Click to expand Image
Taiwan’s Foreign Minister Joseph Wu, left, speaks with US House Speaker Nancy Pelosi as she prepares to leave Taipei, August 3, 2022.
© 2022 Taiwan Ministry of Foreign Affairs via AP
“F***, she got off the plane!” a man in China yells, as he smashes chairs in a video posted on the popular Chinese microblog platform Weibo. “She” refers to Nancy Pelosi, the speaker of United States House of Representatives. The man is upset that the Chinese government allowed her plane to land in Taiwan instead of shooting it down.
Chinese social media is awash with similar videos and posts calling for violence against Taiwan. Around the time of Pelosi’s arrival, the sheer volume of discussion on Weibo overwhelmed the platform; users reported difficulty loading the website and the mobile app.
China’s sealed-off internet has made it difficult for outsiders to see the depth of hostility circulating there. The authorities block many popular international websites in the country while also making it harder for people outside the country to access Chinese websites. What’s said on Chinese social media might not be representative of the thinking of the average person in China, but the volume of hate suggests an upswing in ultra-nationalism in recent years. This reflects in part incessant state propaganda and censorship over territorial, ethnic, and human rights issues.
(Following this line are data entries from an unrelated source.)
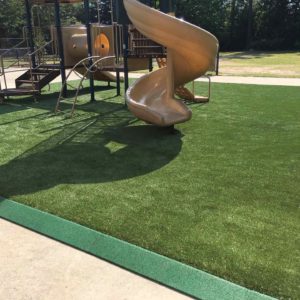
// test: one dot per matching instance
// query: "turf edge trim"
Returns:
(161, 269)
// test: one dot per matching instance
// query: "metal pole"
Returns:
(217, 66)
(60, 46)
(125, 49)
(89, 44)
(30, 31)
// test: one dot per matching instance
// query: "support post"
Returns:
(89, 44)
(118, 83)
(30, 31)
(60, 47)
(125, 49)
(217, 65)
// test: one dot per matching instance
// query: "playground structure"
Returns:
(184, 64)
(95, 50)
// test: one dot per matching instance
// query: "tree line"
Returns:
(238, 24)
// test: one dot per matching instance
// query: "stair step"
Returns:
(18, 92)
(27, 81)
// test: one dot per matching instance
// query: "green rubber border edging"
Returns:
(166, 271)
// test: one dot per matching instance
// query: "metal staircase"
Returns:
(39, 70)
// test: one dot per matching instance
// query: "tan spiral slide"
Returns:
(191, 51)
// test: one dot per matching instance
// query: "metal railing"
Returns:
(15, 60)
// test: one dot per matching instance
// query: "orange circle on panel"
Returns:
(101, 45)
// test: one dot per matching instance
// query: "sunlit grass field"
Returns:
(221, 194)
(254, 63)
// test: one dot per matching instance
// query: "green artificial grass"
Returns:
(221, 195)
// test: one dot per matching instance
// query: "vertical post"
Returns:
(217, 65)
(125, 49)
(60, 47)
(89, 44)
(30, 31)
(249, 25)
(150, 66)
(118, 83)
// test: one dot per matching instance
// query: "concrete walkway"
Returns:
(35, 267)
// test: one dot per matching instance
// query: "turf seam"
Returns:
(166, 271)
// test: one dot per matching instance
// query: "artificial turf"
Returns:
(221, 195)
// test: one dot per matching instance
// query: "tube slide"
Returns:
(191, 52)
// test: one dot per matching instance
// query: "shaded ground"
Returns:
(267, 64)
(221, 194)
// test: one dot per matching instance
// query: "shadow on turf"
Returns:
(91, 149)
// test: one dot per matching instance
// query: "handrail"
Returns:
(89, 69)
(27, 57)
(14, 47)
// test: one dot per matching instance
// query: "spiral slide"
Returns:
(191, 51)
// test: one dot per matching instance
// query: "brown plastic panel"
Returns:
(191, 51)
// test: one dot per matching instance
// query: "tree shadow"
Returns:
(91, 149)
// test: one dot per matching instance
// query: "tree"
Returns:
(12, 18)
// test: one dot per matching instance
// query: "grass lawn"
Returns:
(221, 195)
(253, 63)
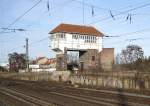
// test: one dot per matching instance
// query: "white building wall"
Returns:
(71, 43)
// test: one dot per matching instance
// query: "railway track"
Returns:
(30, 100)
(70, 96)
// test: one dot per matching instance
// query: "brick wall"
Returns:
(90, 59)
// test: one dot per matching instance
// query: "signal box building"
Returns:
(77, 46)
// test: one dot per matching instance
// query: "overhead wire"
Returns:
(22, 15)
(122, 12)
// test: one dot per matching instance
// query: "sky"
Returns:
(39, 21)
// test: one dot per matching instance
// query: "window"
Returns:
(75, 36)
(93, 58)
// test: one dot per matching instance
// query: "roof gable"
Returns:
(83, 30)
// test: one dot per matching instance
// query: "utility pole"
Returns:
(27, 55)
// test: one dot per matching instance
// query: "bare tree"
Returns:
(131, 54)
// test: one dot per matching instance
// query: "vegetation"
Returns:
(131, 54)
(2, 69)
(139, 65)
(132, 58)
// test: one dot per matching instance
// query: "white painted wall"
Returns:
(71, 43)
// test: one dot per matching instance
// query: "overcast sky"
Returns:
(39, 21)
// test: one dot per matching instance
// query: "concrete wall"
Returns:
(107, 58)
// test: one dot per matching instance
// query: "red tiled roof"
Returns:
(83, 30)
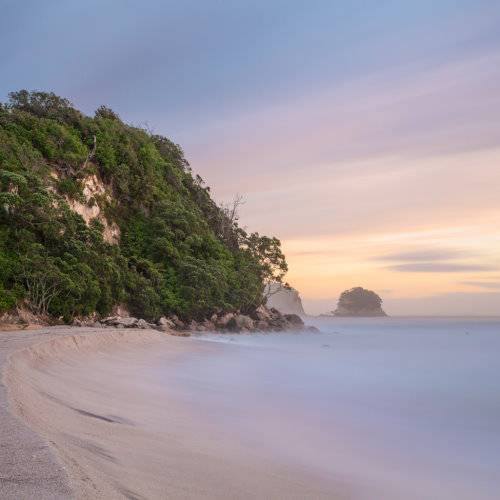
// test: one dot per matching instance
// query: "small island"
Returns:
(359, 302)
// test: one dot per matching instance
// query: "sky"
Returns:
(365, 135)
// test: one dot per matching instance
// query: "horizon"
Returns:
(365, 140)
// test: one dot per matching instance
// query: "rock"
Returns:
(312, 329)
(359, 302)
(223, 321)
(295, 321)
(166, 323)
(262, 325)
(209, 325)
(240, 322)
(179, 325)
(262, 314)
(285, 299)
(142, 324)
(127, 322)
(177, 333)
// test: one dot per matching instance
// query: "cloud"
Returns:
(491, 285)
(437, 267)
(422, 256)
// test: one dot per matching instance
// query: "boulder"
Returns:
(262, 313)
(209, 325)
(295, 321)
(312, 329)
(179, 325)
(142, 324)
(261, 325)
(223, 321)
(117, 321)
(166, 323)
(240, 322)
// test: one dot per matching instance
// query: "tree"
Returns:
(267, 252)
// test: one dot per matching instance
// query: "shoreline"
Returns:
(120, 433)
(29, 466)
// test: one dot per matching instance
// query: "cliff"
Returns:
(285, 300)
(96, 213)
(359, 302)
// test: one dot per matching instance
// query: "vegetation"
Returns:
(359, 302)
(178, 251)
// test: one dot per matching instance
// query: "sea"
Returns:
(388, 408)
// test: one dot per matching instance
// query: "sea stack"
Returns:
(359, 302)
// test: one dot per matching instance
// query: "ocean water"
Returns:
(389, 408)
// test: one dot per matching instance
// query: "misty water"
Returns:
(389, 408)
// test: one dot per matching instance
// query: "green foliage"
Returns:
(178, 251)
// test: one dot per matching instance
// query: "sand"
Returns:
(119, 434)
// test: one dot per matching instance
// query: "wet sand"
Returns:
(120, 435)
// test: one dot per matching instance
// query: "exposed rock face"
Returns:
(286, 300)
(262, 319)
(94, 192)
(359, 302)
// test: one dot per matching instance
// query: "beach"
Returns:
(88, 393)
(366, 409)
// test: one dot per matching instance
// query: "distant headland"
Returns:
(359, 302)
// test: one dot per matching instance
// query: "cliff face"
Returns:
(285, 300)
(96, 213)
(358, 302)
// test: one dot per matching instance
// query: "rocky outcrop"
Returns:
(359, 302)
(94, 193)
(262, 319)
(285, 300)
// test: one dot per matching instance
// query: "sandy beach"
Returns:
(87, 393)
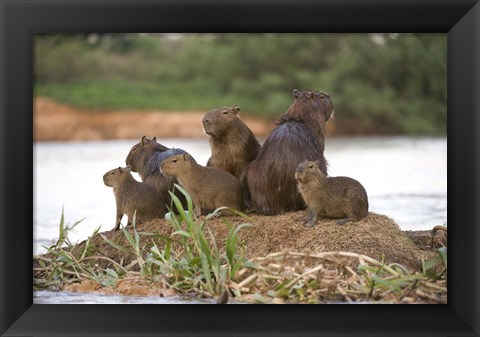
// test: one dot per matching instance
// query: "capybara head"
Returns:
(310, 106)
(308, 170)
(216, 121)
(141, 151)
(176, 164)
(116, 176)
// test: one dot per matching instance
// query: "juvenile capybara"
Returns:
(132, 195)
(145, 158)
(341, 198)
(209, 187)
(233, 144)
(299, 135)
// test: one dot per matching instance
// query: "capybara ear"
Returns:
(295, 93)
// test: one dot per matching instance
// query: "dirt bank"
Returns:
(376, 236)
(54, 121)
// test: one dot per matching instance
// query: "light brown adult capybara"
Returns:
(341, 198)
(299, 135)
(209, 187)
(145, 158)
(233, 144)
(132, 195)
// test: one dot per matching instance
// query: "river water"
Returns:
(405, 179)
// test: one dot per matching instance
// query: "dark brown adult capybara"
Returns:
(132, 195)
(209, 187)
(299, 135)
(341, 198)
(233, 144)
(145, 158)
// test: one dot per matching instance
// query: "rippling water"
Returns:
(405, 179)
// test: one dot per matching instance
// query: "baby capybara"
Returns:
(299, 135)
(341, 198)
(145, 158)
(132, 195)
(209, 187)
(233, 144)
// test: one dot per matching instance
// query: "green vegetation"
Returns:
(192, 261)
(380, 83)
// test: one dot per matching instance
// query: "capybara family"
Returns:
(298, 136)
(133, 196)
(341, 198)
(233, 144)
(209, 187)
(145, 158)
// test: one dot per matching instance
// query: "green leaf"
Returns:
(181, 232)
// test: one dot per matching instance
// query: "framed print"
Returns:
(20, 20)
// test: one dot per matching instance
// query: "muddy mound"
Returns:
(376, 236)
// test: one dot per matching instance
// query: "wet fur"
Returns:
(145, 158)
(299, 136)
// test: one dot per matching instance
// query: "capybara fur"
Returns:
(341, 198)
(209, 187)
(145, 158)
(132, 195)
(298, 136)
(233, 144)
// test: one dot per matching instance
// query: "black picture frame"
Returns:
(19, 20)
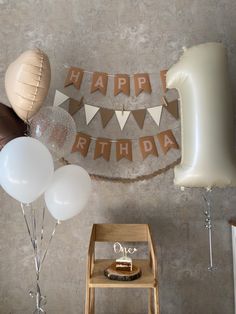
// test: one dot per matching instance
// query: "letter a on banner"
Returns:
(74, 76)
(148, 146)
(99, 82)
(123, 149)
(102, 149)
(81, 144)
(167, 141)
(121, 84)
(142, 83)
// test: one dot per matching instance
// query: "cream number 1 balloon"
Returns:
(201, 78)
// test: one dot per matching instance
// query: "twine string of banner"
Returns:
(38, 259)
(113, 75)
(149, 176)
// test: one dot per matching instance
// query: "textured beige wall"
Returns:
(120, 36)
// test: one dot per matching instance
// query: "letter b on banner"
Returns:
(202, 81)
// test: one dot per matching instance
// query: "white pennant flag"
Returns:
(155, 113)
(122, 117)
(59, 98)
(90, 112)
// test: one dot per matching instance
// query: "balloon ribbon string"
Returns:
(49, 242)
(208, 225)
(26, 223)
(42, 229)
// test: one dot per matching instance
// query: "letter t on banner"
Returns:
(147, 146)
(81, 144)
(123, 149)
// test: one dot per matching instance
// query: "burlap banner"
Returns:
(124, 149)
(121, 82)
(122, 116)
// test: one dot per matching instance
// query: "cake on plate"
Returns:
(124, 263)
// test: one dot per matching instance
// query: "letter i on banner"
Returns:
(147, 146)
(74, 76)
(102, 149)
(81, 144)
(121, 84)
(99, 82)
(167, 141)
(123, 149)
(142, 83)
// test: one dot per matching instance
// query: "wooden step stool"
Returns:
(95, 277)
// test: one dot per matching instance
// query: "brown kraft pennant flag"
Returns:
(58, 134)
(102, 149)
(81, 144)
(74, 76)
(163, 80)
(75, 105)
(106, 115)
(121, 84)
(167, 141)
(147, 146)
(142, 83)
(139, 116)
(99, 82)
(123, 149)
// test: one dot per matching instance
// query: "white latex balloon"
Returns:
(202, 80)
(68, 192)
(26, 168)
(56, 129)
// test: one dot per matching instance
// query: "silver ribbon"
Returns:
(208, 225)
(37, 247)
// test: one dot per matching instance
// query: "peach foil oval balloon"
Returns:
(202, 80)
(27, 81)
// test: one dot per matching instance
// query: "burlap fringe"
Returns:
(129, 180)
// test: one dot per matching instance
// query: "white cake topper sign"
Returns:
(118, 248)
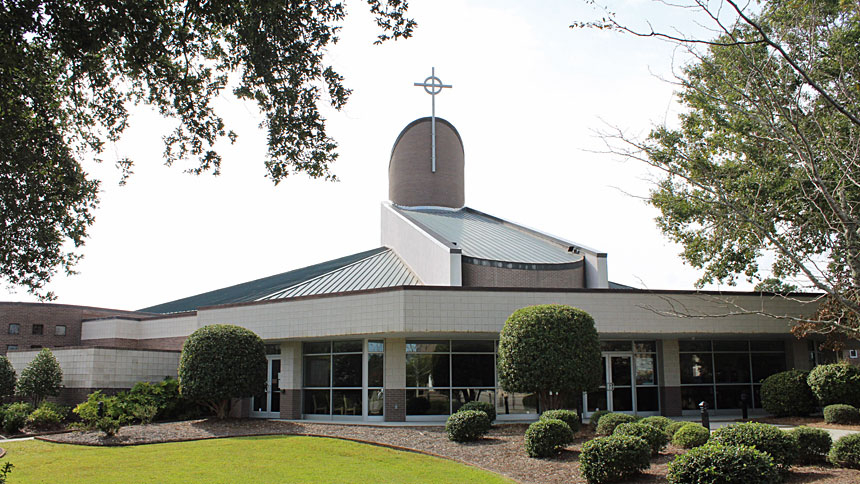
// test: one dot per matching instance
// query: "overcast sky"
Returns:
(528, 95)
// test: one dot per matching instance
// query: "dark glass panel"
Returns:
(352, 346)
(427, 402)
(694, 345)
(691, 396)
(729, 396)
(472, 346)
(347, 371)
(317, 371)
(346, 402)
(311, 347)
(766, 364)
(647, 400)
(732, 367)
(696, 368)
(473, 370)
(316, 402)
(731, 345)
(427, 371)
(374, 369)
(767, 345)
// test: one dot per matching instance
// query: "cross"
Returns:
(433, 86)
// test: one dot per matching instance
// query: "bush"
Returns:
(715, 463)
(545, 438)
(655, 437)
(657, 421)
(787, 394)
(612, 458)
(691, 435)
(485, 407)
(842, 414)
(764, 437)
(846, 452)
(812, 444)
(609, 421)
(220, 362)
(570, 417)
(836, 383)
(466, 425)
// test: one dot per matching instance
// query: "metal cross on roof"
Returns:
(433, 86)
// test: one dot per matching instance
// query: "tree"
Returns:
(7, 377)
(552, 350)
(70, 70)
(220, 362)
(764, 161)
(41, 378)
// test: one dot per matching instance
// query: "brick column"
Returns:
(395, 380)
(290, 380)
(670, 388)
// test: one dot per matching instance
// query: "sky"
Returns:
(530, 96)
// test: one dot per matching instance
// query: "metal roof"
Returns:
(383, 269)
(482, 236)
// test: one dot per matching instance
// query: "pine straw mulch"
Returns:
(501, 451)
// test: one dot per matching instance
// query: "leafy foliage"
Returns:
(613, 458)
(41, 378)
(550, 349)
(787, 394)
(723, 464)
(71, 70)
(220, 362)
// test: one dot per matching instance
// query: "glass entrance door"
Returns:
(268, 405)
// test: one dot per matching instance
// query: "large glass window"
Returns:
(724, 373)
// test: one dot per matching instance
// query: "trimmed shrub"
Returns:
(467, 425)
(657, 421)
(715, 463)
(608, 459)
(546, 438)
(764, 437)
(220, 362)
(609, 421)
(836, 383)
(570, 417)
(786, 394)
(655, 437)
(691, 435)
(846, 452)
(485, 407)
(842, 414)
(812, 444)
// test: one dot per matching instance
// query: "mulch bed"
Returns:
(501, 451)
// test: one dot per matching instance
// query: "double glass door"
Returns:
(268, 405)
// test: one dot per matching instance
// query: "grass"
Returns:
(269, 460)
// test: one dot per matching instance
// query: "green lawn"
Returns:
(264, 460)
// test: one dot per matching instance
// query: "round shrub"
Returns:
(657, 421)
(723, 464)
(787, 394)
(691, 435)
(764, 437)
(608, 422)
(570, 417)
(485, 407)
(655, 438)
(836, 383)
(545, 438)
(608, 459)
(467, 425)
(841, 414)
(812, 444)
(846, 452)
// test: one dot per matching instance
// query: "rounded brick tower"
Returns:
(411, 180)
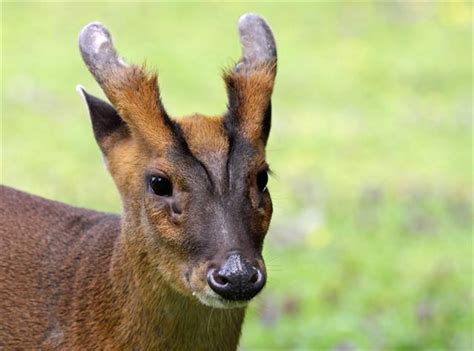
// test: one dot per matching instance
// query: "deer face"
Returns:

“Taiwan has always been an inseparable part of China.” As someone who grew up in China, this propaganda line – whose accuracy has been widely rebuked by experts – and many others are so imprinted in my mind that I can still easily recite them even after years living abroad. Discussions challenging these Chinese Communist Party platitudes are strictly prohibited and could send one to prison. Many human rights lawyers, activists, and writers who advocated for dialogue, reconciliation, and freedom have been jailed or driven to exile. Much of what remains online is a cacophony of rage and hate.
Beijing is now tasting the bitter fruit of its own oppression. Some netizens are calling on the Chinese government to dissolve the State Council Taiwan Affairs Office, the government body dealing with Taiwan, arguing that these officials are “traitors” in need of “punishment.” After many posts where users had shifted their anger away from Pelosi and towards the Chinese government for failing to stop her Taiwan visit, social media platforms and accounts belonging to state media started to censor user comments.